Além da roupa específica para enfrentar temperatura próxima dos -20°C, é preciso estar preparado com alimentos, água e produtos de higiene. Por questões fitossanitárias, alimentos crus como carne e vegetais que brotem não podem entrar em alguns países. Outra curiosidade: o botijão de gás precisa ser transportado dentro da cabine para evitar congelamento. “Chimarrão e muita lã são indispensáveis”, destaca o motorista, que mantém na cabine os confortos necessários para dias de parada forçada.

Qual é a importância da comunicação e do apoio entre colegas?

“Quem sai para uma rota como esta do Mercosul tem data para partir, mas não sabe quando volta. A família fica em casa esperando, mas sabe desta rotina. Hoje, graças ao telefone, a comunicação ameniza um pouco esta distância”, afirma Volnei. Ele também destaca que, sempre que alguém precisa de ajuda na estrada, o apoio vem principalmente dos colegas de profissão, formando uma rede de solidariedade entre os caminhoneiros.

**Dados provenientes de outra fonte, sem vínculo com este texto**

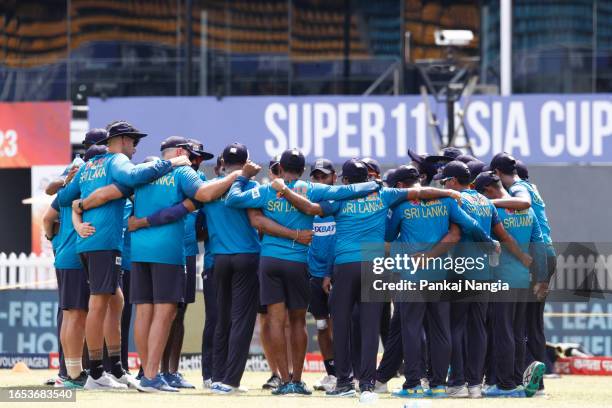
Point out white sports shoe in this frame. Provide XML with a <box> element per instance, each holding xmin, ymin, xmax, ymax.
<box><xmin>374</xmin><ymin>381</ymin><xmax>389</xmax><ymax>394</ymax></box>
<box><xmin>108</xmin><ymin>372</ymin><xmax>144</xmax><ymax>391</ymax></box>
<box><xmin>468</xmin><ymin>385</ymin><xmax>482</xmax><ymax>398</ymax></box>
<box><xmin>313</xmin><ymin>375</ymin><xmax>336</xmax><ymax>391</ymax></box>
<box><xmin>359</xmin><ymin>391</ymin><xmax>378</xmax><ymax>404</ymax></box>
<box><xmin>446</xmin><ymin>385</ymin><xmax>470</xmax><ymax>398</ymax></box>
<box><xmin>83</xmin><ymin>373</ymin><xmax>127</xmax><ymax>390</ymax></box>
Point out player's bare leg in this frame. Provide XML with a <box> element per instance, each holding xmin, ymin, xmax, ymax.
<box><xmin>267</xmin><ymin>303</ymin><xmax>290</xmax><ymax>383</ymax></box>
<box><xmin>134</xmin><ymin>303</ymin><xmax>153</xmax><ymax>370</ymax></box>
<box><xmin>144</xmin><ymin>303</ymin><xmax>176</xmax><ymax>379</ymax></box>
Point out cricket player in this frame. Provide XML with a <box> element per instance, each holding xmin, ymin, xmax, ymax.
<box><xmin>434</xmin><ymin>160</ymin><xmax>532</xmax><ymax>398</ymax></box>
<box><xmin>308</xmin><ymin>159</ymin><xmax>337</xmax><ymax>391</ymax></box>
<box><xmin>58</xmin><ymin>121</ymin><xmax>188</xmax><ymax>389</ymax></box>
<box><xmin>474</xmin><ymin>172</ymin><xmax>546</xmax><ymax>398</ymax></box>
<box><xmin>226</xmin><ymin>149</ymin><xmax>379</xmax><ymax>395</ymax></box>
<box><xmin>273</xmin><ymin>159</ymin><xmax>459</xmax><ymax>402</ymax></box>
<box><xmin>489</xmin><ymin>153</ymin><xmax>557</xmax><ymax>395</ymax></box>
<box><xmin>130</xmin><ymin>136</ymin><xmax>256</xmax><ymax>392</ymax></box>
<box><xmin>390</xmin><ymin>166</ymin><xmax>499</xmax><ymax>398</ymax></box>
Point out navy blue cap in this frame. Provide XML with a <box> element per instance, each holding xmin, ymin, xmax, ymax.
<box><xmin>340</xmin><ymin>159</ymin><xmax>368</xmax><ymax>180</ymax></box>
<box><xmin>279</xmin><ymin>149</ymin><xmax>306</xmax><ymax>172</ymax></box>
<box><xmin>361</xmin><ymin>157</ymin><xmax>380</xmax><ymax>174</ymax></box>
<box><xmin>82</xmin><ymin>128</ymin><xmax>108</xmax><ymax>147</ymax></box>
<box><xmin>474</xmin><ymin>171</ymin><xmax>499</xmax><ymax>193</ymax></box>
<box><xmin>466</xmin><ymin>160</ymin><xmax>485</xmax><ymax>180</ymax></box>
<box><xmin>455</xmin><ymin>154</ymin><xmax>480</xmax><ymax>164</ymax></box>
<box><xmin>83</xmin><ymin>145</ymin><xmax>108</xmax><ymax>161</ymax></box>
<box><xmin>223</xmin><ymin>142</ymin><xmax>249</xmax><ymax>164</ymax></box>
<box><xmin>159</xmin><ymin>136</ymin><xmax>190</xmax><ymax>151</ymax></box>
<box><xmin>489</xmin><ymin>152</ymin><xmax>516</xmax><ymax>174</ymax></box>
<box><xmin>96</xmin><ymin>120</ymin><xmax>147</xmax><ymax>144</ymax></box>
<box><xmin>310</xmin><ymin>159</ymin><xmax>336</xmax><ymax>176</ymax></box>
<box><xmin>383</xmin><ymin>169</ymin><xmax>395</xmax><ymax>187</ymax></box>
<box><xmin>408</xmin><ymin>149</ymin><xmax>427</xmax><ymax>164</ymax></box>
<box><xmin>516</xmin><ymin>160</ymin><xmax>529</xmax><ymax>180</ymax></box>
<box><xmin>434</xmin><ymin>160</ymin><xmax>470</xmax><ymax>183</ymax></box>
<box><xmin>393</xmin><ymin>165</ymin><xmax>420</xmax><ymax>185</ymax></box>
<box><xmin>187</xmin><ymin>139</ymin><xmax>215</xmax><ymax>160</ymax></box>
<box><xmin>442</xmin><ymin>146</ymin><xmax>463</xmax><ymax>159</ymax></box>
<box><xmin>268</xmin><ymin>154</ymin><xmax>280</xmax><ymax>169</ymax></box>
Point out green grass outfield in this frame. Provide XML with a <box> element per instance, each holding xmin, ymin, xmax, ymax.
<box><xmin>0</xmin><ymin>370</ymin><xmax>612</xmax><ymax>408</ymax></box>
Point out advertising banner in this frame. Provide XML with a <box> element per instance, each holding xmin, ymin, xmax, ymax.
<box><xmin>0</xmin><ymin>102</ymin><xmax>71</xmax><ymax>168</ymax></box>
<box><xmin>89</xmin><ymin>94</ymin><xmax>612</xmax><ymax>164</ymax></box>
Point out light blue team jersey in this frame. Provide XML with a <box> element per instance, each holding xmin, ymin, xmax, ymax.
<box><xmin>58</xmin><ymin>153</ymin><xmax>172</xmax><ymax>253</ymax></box>
<box><xmin>491</xmin><ymin>208</ymin><xmax>546</xmax><ymax>289</ymax></box>
<box><xmin>325</xmin><ymin>187</ymin><xmax>408</xmax><ymax>265</ymax></box>
<box><xmin>508</xmin><ymin>180</ymin><xmax>555</xmax><ymax>256</ymax></box>
<box><xmin>185</xmin><ymin>171</ymin><xmax>206</xmax><ymax>256</ymax></box>
<box><xmin>308</xmin><ymin>216</ymin><xmax>336</xmax><ymax>278</ymax></box>
<box><xmin>132</xmin><ymin>166</ymin><xmax>203</xmax><ymax>265</ymax></box>
<box><xmin>200</xmin><ymin>176</ymin><xmax>261</xmax><ymax>255</ymax></box>
<box><xmin>226</xmin><ymin>177</ymin><xmax>379</xmax><ymax>263</ymax></box>
<box><xmin>453</xmin><ymin>189</ymin><xmax>499</xmax><ymax>280</ymax></box>
<box><xmin>385</xmin><ymin>198</ymin><xmax>493</xmax><ymax>280</ymax></box>
<box><xmin>53</xmin><ymin>199</ymin><xmax>83</xmax><ymax>269</ymax></box>
<box><xmin>121</xmin><ymin>199</ymin><xmax>134</xmax><ymax>271</ymax></box>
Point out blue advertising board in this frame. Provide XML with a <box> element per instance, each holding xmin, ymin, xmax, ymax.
<box><xmin>89</xmin><ymin>94</ymin><xmax>612</xmax><ymax>164</ymax></box>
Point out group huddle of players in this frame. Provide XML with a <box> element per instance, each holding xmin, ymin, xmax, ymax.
<box><xmin>44</xmin><ymin>121</ymin><xmax>555</xmax><ymax>402</ymax></box>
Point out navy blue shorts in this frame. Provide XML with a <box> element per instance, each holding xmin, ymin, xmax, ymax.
<box><xmin>80</xmin><ymin>250</ymin><xmax>121</xmax><ymax>295</ymax></box>
<box><xmin>130</xmin><ymin>262</ymin><xmax>187</xmax><ymax>304</ymax></box>
<box><xmin>185</xmin><ymin>255</ymin><xmax>196</xmax><ymax>303</ymax></box>
<box><xmin>259</xmin><ymin>256</ymin><xmax>310</xmax><ymax>310</ymax></box>
<box><xmin>55</xmin><ymin>269</ymin><xmax>89</xmax><ymax>310</ymax></box>
<box><xmin>308</xmin><ymin>276</ymin><xmax>329</xmax><ymax>319</ymax></box>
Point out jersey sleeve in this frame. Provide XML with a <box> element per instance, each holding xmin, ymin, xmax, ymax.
<box><xmin>385</xmin><ymin>208</ymin><xmax>402</xmax><ymax>242</ymax></box>
<box><xmin>446</xmin><ymin>199</ymin><xmax>497</xmax><ymax>242</ymax></box>
<box><xmin>51</xmin><ymin>197</ymin><xmax>60</xmax><ymax>212</ymax></box>
<box><xmin>529</xmin><ymin>209</ymin><xmax>548</xmax><ymax>282</ymax></box>
<box><xmin>110</xmin><ymin>154</ymin><xmax>172</xmax><ymax>187</ymax></box>
<box><xmin>113</xmin><ymin>182</ymin><xmax>134</xmax><ymax>197</ymax></box>
<box><xmin>57</xmin><ymin>166</ymin><xmax>85</xmax><ymax>207</ymax></box>
<box><xmin>319</xmin><ymin>200</ymin><xmax>342</xmax><ymax>217</ymax></box>
<box><xmin>147</xmin><ymin>202</ymin><xmax>189</xmax><ymax>227</ymax></box>
<box><xmin>306</xmin><ymin>181</ymin><xmax>380</xmax><ymax>203</ymax></box>
<box><xmin>380</xmin><ymin>188</ymin><xmax>409</xmax><ymax>207</ymax></box>
<box><xmin>225</xmin><ymin>177</ymin><xmax>269</xmax><ymax>208</ymax></box>
<box><xmin>177</xmin><ymin>167</ymin><xmax>204</xmax><ymax>198</ymax></box>
<box><xmin>491</xmin><ymin>203</ymin><xmax>501</xmax><ymax>228</ymax></box>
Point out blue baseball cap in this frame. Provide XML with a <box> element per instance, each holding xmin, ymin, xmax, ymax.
<box><xmin>83</xmin><ymin>145</ymin><xmax>108</xmax><ymax>162</ymax></box>
<box><xmin>434</xmin><ymin>160</ymin><xmax>471</xmax><ymax>183</ymax></box>
<box><xmin>82</xmin><ymin>128</ymin><xmax>108</xmax><ymax>147</ymax></box>
<box><xmin>340</xmin><ymin>158</ymin><xmax>368</xmax><ymax>180</ymax></box>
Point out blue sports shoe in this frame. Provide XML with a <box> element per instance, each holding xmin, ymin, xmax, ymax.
<box><xmin>162</xmin><ymin>372</ymin><xmax>195</xmax><ymax>388</ymax></box>
<box><xmin>391</xmin><ymin>385</ymin><xmax>426</xmax><ymax>398</ymax></box>
<box><xmin>425</xmin><ymin>385</ymin><xmax>448</xmax><ymax>398</ymax></box>
<box><xmin>292</xmin><ymin>381</ymin><xmax>312</xmax><ymax>395</ymax></box>
<box><xmin>523</xmin><ymin>361</ymin><xmax>546</xmax><ymax>397</ymax></box>
<box><xmin>272</xmin><ymin>382</ymin><xmax>295</xmax><ymax>395</ymax></box>
<box><xmin>482</xmin><ymin>385</ymin><xmax>525</xmax><ymax>398</ymax></box>
<box><xmin>138</xmin><ymin>373</ymin><xmax>178</xmax><ymax>392</ymax></box>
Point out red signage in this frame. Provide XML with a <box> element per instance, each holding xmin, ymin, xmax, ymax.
<box><xmin>0</xmin><ymin>102</ymin><xmax>70</xmax><ymax>168</ymax></box>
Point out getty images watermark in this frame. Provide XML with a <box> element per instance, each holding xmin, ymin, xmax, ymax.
<box><xmin>361</xmin><ymin>242</ymin><xmax>612</xmax><ymax>302</ymax></box>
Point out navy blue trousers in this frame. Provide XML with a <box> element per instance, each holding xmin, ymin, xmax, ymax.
<box><xmin>329</xmin><ymin>262</ymin><xmax>382</xmax><ymax>387</ymax></box>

Qual é a situação do clima e da rotina na região?

Na Patagônia, o dia só amanhece por completo depois das 8h30 da manhã e a noite chega depois das 21h. Por ser uma região de deserto, a variação de temperatura também é grande. No verão, os termômetros frequentemente ultrapassam os 40°C, e o vento intenso leva areia para todo lado, exigindo que as refeições sejam preparadas em ambiente fechado. A meteorologia prevê diminuição do frio para as próximas semanas, mas os termômetros não devem ultrapassar 10°C.

Como a rotina do caminhoneiro impacta a economia do transporte?

Volnei não sabe certo quando estará de volta a Chapecó. Depois de entregar uma carga de carne em Buenos Aires, ele andou mais de mil quilômetros com o caminhão vazio para carregar frutas que serão transportadas até a Ceasa, em São Paulo. Estima‑se que cerca de 500 caminhões brasileiros estejam na região da Patagônia durante o ano todo, movimentando a economia do transporte internacional e abastecendo o mercado brasileiro com produtos da América do Sul.